Among a slew of technologies, hydrogen has the greatest potential for seasonal energy storage in the future, says an analysis conducted by researchers at the National Renewable Energy Laboratory.
Seasonal energy storage can facilitate the installation of high and ultra-high percentage of solar and wind energy sources. The findings are presented in an article published in the journal Energy & Environmental Science.
To validate this, a research team developed a multi-model approach. It involved considering both the value of storage technologies and estimated cost to determine cost-competitiveness. For this, the research team analyzed 80 scenarios that involved pumped hydro, hydrogen, and compressed air to make their determination.
Assessment of Seasonal Storage covers Techno-economic details
The assessment is perhaps so far the most comprehensive one till date for techno-economic details of seasonal storage. On the basis of estimated value provided to the grid, the team of researchers identified specific conditions. This includes assessment of round-trip efficiency, power and energy-related expenditures, and discharge duration. This is to establish if a given storage technology is cost competitive.
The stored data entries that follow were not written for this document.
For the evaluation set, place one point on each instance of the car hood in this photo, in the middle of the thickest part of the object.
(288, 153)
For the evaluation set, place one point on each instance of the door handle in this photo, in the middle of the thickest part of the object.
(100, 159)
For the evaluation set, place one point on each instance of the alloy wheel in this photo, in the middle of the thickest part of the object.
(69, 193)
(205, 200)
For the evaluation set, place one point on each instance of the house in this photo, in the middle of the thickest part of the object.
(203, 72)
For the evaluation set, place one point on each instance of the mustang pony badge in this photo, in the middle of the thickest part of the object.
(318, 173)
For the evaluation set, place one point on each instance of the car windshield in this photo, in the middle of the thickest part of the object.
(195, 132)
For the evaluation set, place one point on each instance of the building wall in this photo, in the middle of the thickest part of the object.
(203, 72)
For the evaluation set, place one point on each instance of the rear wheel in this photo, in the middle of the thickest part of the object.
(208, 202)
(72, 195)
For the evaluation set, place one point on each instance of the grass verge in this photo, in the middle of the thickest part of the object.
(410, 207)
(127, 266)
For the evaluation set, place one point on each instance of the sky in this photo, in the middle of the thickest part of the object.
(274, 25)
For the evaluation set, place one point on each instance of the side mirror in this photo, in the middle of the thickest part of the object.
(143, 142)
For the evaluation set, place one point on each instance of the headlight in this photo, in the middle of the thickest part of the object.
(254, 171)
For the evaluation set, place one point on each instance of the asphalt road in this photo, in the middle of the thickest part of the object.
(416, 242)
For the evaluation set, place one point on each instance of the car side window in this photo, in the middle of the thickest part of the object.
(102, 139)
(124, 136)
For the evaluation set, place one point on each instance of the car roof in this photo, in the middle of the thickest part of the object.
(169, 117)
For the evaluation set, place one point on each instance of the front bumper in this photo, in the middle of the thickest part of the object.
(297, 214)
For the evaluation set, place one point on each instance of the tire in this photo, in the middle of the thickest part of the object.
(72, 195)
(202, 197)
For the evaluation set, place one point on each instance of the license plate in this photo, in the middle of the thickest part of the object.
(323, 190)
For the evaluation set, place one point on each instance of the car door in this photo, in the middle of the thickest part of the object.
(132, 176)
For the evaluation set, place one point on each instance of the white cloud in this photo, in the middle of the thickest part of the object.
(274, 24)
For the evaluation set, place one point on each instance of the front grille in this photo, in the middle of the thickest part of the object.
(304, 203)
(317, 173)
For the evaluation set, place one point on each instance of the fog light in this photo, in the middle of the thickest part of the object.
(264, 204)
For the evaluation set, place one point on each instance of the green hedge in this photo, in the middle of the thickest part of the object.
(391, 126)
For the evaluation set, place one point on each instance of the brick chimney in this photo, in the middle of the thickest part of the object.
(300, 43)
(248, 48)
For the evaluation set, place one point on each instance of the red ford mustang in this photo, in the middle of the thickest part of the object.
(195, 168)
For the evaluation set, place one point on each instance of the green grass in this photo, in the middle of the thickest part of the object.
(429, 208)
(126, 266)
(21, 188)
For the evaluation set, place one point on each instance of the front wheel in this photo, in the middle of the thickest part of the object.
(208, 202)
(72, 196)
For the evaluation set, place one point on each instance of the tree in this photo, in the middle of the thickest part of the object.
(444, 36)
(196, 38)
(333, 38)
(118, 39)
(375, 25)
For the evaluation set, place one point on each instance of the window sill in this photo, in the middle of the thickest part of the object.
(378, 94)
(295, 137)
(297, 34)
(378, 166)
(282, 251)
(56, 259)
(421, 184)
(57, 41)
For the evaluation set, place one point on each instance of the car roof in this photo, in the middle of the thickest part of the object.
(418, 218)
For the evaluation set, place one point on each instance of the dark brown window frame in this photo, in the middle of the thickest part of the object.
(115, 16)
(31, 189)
For the analysis, the research team assumed 84% of electricity grid in the U.S. Western region is produced by renewable sources. Cost of seasonal storage on the basis of power capacity and energy capacity were included in the study. Whilst this is common for energy storage analysis, the potential revenues of capacity value included by the researchers is not common. This is the cost to construct new peaking plants for supply of electrical demand, as well as uniquely account for grid operating costs that are avoided.
Meanwhile, previous studies into energy storage do not take into account the potential benefits to the grid. With the help of this information, an analysis of benefit-to-cost ration conducted to determine the profitability of storage technologies.